Chłodnia hipobaryczna
Przechowywanie jabłek w takim obiekcie, odbywa się w warunkach podciśnienia, które wewnątrz komory powinno mieć wartość tylko 0,1 atm (0,01 MPa). Przy takim podciśnieniu, zawartość tlenu w powietrzu spadnie do poziomu 2,1% (wartość wymagana w chłodni KA).
Utrzymanie składu atmosfery jest w tym przypadku technicznie prostsze niż w chłodni ULO. Podciśnienie uzyskuje się za pomocą pompy próżniowej, a zawór bezpieczeństwa zapobiega jego nadmiernemu obniżeniu. Zapewnia on wymianę powietrza z otoczeniem, a przy tej okazji są usuwane z komory etylen i CO2.
Problem stanowią natomiast wymagania techniczne, stawiane samej konstrukcji komory. Przy tak znacznej różnicy ciśnienia, metr kwadratowy stropu czy ściany musi wytrzymać ogromne naciski, dochodzące do 9 ton.
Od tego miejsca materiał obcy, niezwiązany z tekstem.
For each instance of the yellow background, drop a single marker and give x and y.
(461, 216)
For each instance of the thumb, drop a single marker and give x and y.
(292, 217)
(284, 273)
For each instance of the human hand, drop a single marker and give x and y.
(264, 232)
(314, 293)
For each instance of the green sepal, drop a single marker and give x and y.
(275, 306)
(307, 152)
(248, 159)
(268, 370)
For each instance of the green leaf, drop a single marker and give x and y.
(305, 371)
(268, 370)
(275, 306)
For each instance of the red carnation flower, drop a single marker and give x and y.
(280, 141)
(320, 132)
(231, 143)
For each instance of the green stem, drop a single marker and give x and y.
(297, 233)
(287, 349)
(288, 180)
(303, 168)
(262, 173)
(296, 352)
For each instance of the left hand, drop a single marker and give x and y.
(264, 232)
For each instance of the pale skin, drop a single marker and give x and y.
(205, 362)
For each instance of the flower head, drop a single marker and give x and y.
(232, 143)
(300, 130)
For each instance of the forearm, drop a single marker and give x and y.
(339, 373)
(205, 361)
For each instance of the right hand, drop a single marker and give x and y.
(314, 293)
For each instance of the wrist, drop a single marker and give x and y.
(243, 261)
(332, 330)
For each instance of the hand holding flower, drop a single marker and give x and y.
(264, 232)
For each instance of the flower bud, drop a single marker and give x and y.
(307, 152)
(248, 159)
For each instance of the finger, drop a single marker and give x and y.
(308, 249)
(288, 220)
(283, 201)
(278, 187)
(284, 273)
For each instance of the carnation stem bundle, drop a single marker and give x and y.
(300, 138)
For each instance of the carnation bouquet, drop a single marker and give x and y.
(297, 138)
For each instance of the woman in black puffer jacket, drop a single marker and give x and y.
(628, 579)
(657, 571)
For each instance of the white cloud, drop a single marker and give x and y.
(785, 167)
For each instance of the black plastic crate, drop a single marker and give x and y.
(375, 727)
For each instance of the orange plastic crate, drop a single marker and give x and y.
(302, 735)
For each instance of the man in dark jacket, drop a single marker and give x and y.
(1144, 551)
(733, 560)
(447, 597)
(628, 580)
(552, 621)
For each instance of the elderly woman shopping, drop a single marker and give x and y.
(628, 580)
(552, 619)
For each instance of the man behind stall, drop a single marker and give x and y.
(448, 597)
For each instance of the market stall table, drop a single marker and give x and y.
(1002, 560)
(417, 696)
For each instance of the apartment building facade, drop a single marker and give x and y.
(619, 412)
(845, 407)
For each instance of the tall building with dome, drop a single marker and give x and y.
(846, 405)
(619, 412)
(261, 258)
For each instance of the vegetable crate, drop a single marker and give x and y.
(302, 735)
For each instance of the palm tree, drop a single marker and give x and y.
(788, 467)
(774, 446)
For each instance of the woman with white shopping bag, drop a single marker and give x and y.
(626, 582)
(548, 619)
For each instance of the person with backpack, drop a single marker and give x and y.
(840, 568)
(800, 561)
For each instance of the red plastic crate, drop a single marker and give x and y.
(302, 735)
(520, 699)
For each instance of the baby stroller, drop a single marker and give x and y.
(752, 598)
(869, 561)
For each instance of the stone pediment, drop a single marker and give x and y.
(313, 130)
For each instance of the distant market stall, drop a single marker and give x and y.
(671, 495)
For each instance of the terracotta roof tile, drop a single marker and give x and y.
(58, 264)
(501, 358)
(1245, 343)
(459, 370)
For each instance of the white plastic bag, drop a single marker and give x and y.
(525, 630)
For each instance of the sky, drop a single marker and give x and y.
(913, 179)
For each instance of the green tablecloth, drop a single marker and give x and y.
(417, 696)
Z tego zapewne powodu, chłodnie hipobaryczne nie znalazły w przechowalnictwie owoców praktycznego zastosowania.
W możliwościach technologicznych przechowalnictwa owoców, dokonał się w ostatnich latach ogromny postęp. Stosunkowo najwięcej jest do zrobienia w zakresie wdrażania technologii wstępnego schładzania, szczególnie owoców miękkich. Szczupłe ramy podręcznika uniemożliwiają prezentację problemu.
Rosnące możliwości techniczne przechowalnictwa nie są jednak nieograniczone. Najdoskonalsza chłodnia ULO na niewiele się przyda, jeżeli owoce są zbierane w przypadkowym terminie, a ich jakość jest zła.